The year 1867 was catastrophic for Dunant. His long-neglected business enterprises had to be liquidated. In the process he surrendered practically everything he owned in an effort to satisfy his creditors. Soon thereafter he left Geneva never to return. He was just 39 years old at the time.

The next 20 years were difficult ones indeed for Dunant. He lived precariously on the pittances friends could give him and a small allowance from members of his family. Poverty and want were no strangers to him. Occasionally he would reappear briefly before the public, in France, Germany, Italy, and in England, to be honored for his part in the founding of the Red Cross or in connection with other projects with which he had identified himself. Much of the time, however, he lived in obscurity.

Suddenly, one day in July 1887, an old man appeared in the little town of Heiden, Switzerland. The townspeople soon learned that it was Dunant. Although he was only 59 years of age, two decades of disappointment and want had aged him prematurely. In his new home, several persons befriended him and accorded him the respect that was his due, and for a time he continued a lively interest in the progress being made in the movement he had done so much to establish. Occasionally he heard from or was sought out by the few friends and former patrons who were aware that he was still alive. About 1892, ill health and advancing age finally forced him to take up residence in the local hospital where he lived for the last 18 years of his life.

In 1895 a young journalist on an expedition in the mountains near Heiden heard about Dunant and sought an interview with him. Within a few days the world learned that Dunant was still alive although living under somewhat austere conditions for a person who had given the world so much. Offers to help poured in; acknowledgments of his great service came through the mails, from the high and the lowly, in near and far places. Pope Leo XIII sent him his signed portrait, on which was inscribed with his own hand the words "Fiat pax in virtute tua Deus." ["By Thy power, let there be peace, O God."] Dunant, calm in the serenity of age, appreciated the accolades bestowed upon him.
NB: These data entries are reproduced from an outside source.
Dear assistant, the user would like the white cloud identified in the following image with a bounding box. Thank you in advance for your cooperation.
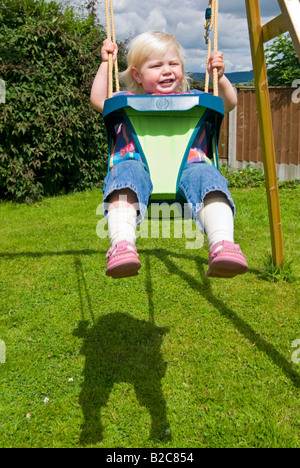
[58,0,280,72]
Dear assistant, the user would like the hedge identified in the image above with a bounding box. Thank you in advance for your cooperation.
[0,0,107,202]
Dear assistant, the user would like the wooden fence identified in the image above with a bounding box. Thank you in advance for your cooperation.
[219,88,300,180]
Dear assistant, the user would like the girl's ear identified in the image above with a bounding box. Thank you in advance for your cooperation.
[131,67,142,84]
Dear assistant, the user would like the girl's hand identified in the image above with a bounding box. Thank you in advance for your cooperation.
[101,39,118,62]
[207,52,225,79]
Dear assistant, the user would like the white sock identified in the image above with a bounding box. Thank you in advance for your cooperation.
[107,206,137,246]
[197,195,234,249]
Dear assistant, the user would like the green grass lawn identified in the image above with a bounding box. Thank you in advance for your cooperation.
[0,186,300,448]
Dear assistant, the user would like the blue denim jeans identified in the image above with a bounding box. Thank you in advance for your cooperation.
[103,160,235,232]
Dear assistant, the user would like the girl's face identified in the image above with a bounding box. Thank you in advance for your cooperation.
[131,49,183,94]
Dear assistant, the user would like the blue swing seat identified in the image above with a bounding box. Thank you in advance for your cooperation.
[103,93,224,201]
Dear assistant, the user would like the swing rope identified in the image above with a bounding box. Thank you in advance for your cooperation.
[204,0,219,96]
[105,0,219,98]
[105,0,120,98]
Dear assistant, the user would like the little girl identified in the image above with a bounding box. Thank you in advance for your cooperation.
[91,31,248,278]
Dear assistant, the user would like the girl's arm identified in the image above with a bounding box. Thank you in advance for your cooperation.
[91,39,118,114]
[207,52,237,112]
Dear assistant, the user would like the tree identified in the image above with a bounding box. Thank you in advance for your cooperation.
[266,35,300,86]
[0,0,107,202]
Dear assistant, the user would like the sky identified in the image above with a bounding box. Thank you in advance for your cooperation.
[58,0,281,73]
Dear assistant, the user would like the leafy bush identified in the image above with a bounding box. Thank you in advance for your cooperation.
[0,0,107,202]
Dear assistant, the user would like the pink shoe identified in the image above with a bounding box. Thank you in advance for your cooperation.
[106,240,141,278]
[206,241,248,278]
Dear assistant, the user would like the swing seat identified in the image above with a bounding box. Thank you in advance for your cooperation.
[103,93,224,203]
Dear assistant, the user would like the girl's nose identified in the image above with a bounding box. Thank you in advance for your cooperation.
[162,65,171,75]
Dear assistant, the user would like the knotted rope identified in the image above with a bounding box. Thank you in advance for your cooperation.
[204,0,219,96]
[105,0,120,98]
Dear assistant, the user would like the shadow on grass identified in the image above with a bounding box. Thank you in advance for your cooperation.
[74,312,168,445]
[0,249,300,445]
[74,256,170,445]
[145,250,300,388]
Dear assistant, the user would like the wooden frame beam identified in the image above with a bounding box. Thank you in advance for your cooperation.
[245,0,283,267]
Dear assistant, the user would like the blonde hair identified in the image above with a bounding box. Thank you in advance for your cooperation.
[120,31,189,94]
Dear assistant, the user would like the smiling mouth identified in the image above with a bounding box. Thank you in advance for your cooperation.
[159,79,174,85]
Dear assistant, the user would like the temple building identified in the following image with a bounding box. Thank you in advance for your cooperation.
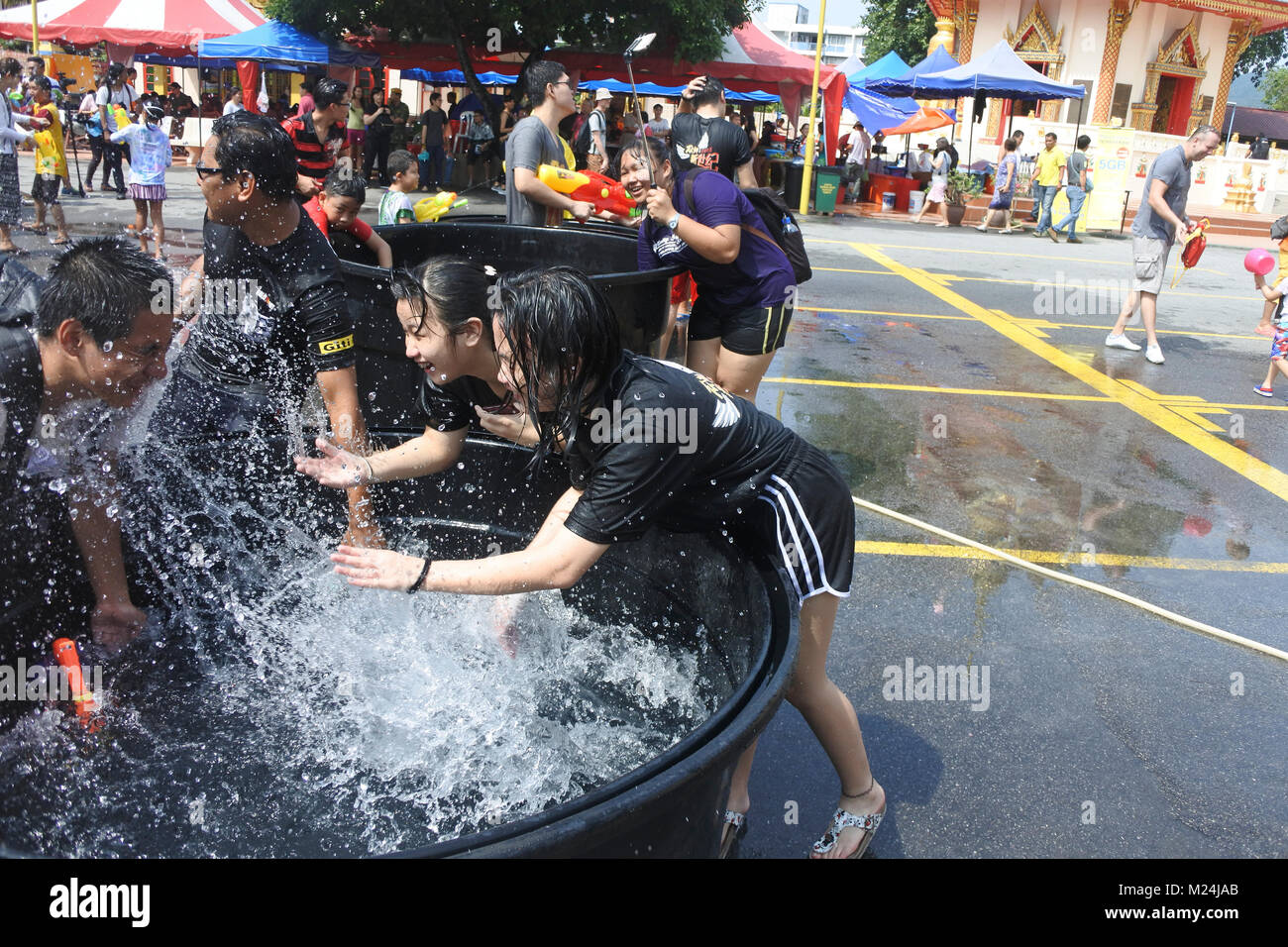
[927,0,1288,142]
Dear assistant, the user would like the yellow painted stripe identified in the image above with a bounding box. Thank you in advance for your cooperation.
[854,540,1288,575]
[811,263,1248,303]
[851,244,1288,500]
[805,237,1228,275]
[798,303,1266,343]
[761,377,1118,401]
[761,373,1288,420]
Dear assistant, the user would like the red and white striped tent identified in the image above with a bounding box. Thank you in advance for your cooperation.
[0,0,265,55]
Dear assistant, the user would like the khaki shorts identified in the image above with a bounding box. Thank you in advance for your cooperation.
[1130,237,1172,296]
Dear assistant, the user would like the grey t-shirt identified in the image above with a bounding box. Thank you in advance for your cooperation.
[1130,145,1190,244]
[505,115,566,227]
[1065,150,1087,188]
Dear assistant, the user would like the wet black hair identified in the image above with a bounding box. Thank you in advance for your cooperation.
[393,257,496,348]
[385,149,419,180]
[35,237,175,346]
[525,59,576,106]
[322,167,368,204]
[693,76,724,108]
[313,76,349,108]
[496,266,622,469]
[211,109,298,202]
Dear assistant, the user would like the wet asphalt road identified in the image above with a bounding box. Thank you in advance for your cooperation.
[741,218,1288,857]
[7,156,1288,858]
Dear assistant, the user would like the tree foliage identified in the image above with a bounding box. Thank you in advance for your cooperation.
[1234,30,1288,86]
[266,0,763,128]
[859,0,935,65]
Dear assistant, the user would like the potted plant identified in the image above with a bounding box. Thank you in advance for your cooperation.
[944,170,984,227]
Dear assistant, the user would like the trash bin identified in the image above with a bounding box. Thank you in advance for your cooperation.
[814,164,844,214]
[783,161,805,213]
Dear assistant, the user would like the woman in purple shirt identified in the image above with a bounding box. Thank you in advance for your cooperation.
[618,138,796,402]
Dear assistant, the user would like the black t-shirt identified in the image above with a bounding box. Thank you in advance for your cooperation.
[671,112,751,180]
[420,374,519,430]
[420,108,447,147]
[564,352,805,543]
[183,211,355,404]
[0,326,46,507]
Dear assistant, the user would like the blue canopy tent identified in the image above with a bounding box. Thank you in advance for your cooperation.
[866,47,961,95]
[577,78,778,102]
[197,20,380,68]
[881,40,1087,164]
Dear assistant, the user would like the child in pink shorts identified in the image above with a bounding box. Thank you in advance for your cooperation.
[1252,273,1288,398]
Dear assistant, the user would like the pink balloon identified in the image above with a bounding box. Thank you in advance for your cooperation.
[1243,249,1275,275]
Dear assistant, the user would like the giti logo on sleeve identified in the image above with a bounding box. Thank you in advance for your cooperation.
[318,333,353,356]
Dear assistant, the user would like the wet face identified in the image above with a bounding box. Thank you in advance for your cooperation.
[395,299,476,385]
[197,136,248,227]
[622,151,671,204]
[78,309,174,407]
[318,191,362,231]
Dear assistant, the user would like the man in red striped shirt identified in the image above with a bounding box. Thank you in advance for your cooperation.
[282,77,351,200]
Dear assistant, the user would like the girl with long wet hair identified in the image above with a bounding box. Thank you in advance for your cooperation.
[331,266,886,858]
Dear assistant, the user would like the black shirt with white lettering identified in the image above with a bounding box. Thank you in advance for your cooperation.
[564,352,805,543]
[671,112,751,180]
[183,213,355,403]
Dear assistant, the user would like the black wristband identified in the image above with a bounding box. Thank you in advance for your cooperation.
[407,556,434,595]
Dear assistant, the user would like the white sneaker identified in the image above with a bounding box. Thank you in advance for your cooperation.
[1105,333,1140,352]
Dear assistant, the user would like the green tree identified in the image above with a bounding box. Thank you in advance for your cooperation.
[859,0,935,65]
[1257,68,1288,111]
[266,0,763,128]
[1234,30,1288,85]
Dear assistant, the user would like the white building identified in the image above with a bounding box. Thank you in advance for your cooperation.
[759,4,868,65]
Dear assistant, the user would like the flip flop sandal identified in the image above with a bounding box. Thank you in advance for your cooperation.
[814,802,885,858]
[720,809,747,858]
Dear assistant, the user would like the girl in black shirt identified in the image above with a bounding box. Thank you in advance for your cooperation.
[331,266,885,858]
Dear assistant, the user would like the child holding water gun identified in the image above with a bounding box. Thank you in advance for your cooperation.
[1252,273,1288,398]
[304,170,394,269]
[110,104,174,261]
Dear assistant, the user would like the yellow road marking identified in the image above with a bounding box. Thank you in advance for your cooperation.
[851,244,1288,500]
[854,540,1288,575]
[761,373,1288,420]
[796,305,1266,343]
[805,237,1227,275]
[811,263,1248,303]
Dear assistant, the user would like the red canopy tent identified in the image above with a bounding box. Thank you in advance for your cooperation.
[0,0,265,55]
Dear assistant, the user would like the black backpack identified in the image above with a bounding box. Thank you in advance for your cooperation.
[684,168,814,286]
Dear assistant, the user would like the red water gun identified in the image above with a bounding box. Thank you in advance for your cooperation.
[537,164,635,217]
[54,638,103,733]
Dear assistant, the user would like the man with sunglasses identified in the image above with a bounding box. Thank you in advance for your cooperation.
[0,237,172,661]
[151,112,378,545]
[282,77,352,201]
[505,59,593,227]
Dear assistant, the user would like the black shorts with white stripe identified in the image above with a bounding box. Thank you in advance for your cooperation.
[747,443,854,601]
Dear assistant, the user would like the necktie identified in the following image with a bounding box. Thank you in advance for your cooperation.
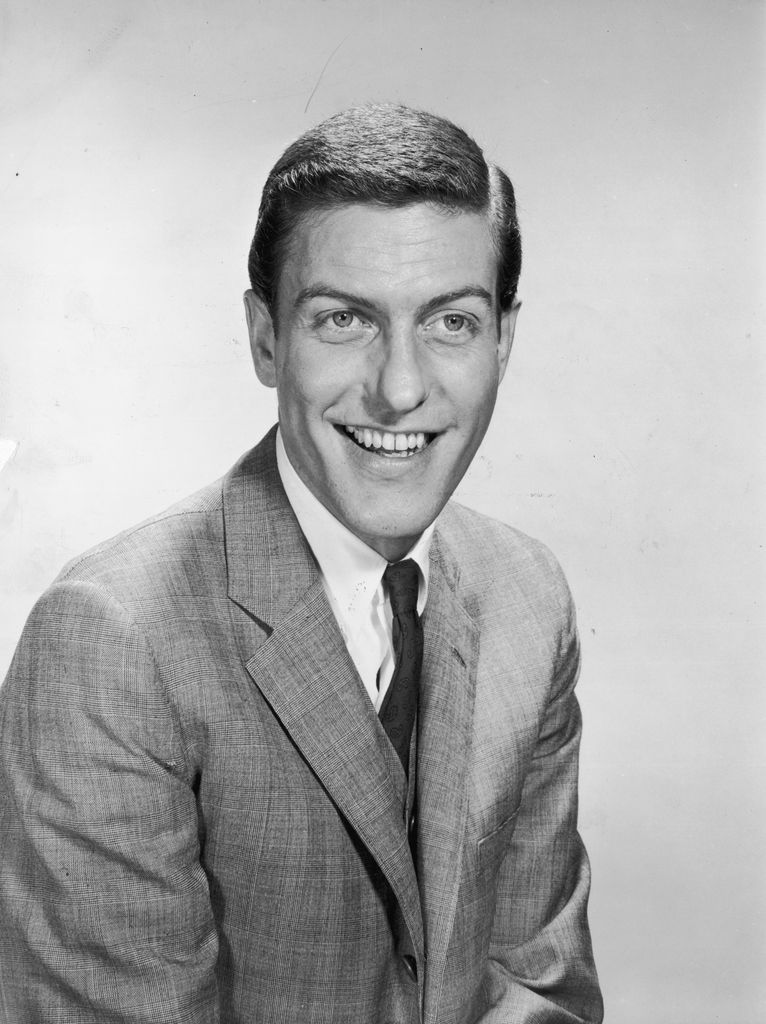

He made it clear, however, that he did not need help; his few simple needs were more than adequately met by the hospital and his neighbors in Heiden.

One climaxing honor remained for Dunant. In 1901 the Nobel committee awarded him its first Peace Prize, shared jointly with the Frenchman Frederic Passy. Since Dunant was too feeble to make the long journey to Christiana, the prize and, later, the medal were sent to him. From Geneva, his old home, came this message from the International Committee of the Red Cross:

"There is no man who more deserves this honour, for it was you, forty years ago, who set on foot the international organization for the relief of the wounded on the battlefield. Without you, the Red Cross, the supreme humanitarian achievement of the nineteenth century, would probably never have been undertaken."

On Sunday, October 30, 1910, Jean Henri Dunant died at Heiden, among the mountains and the people where he had found peace of mind, friendship, and a haven of security.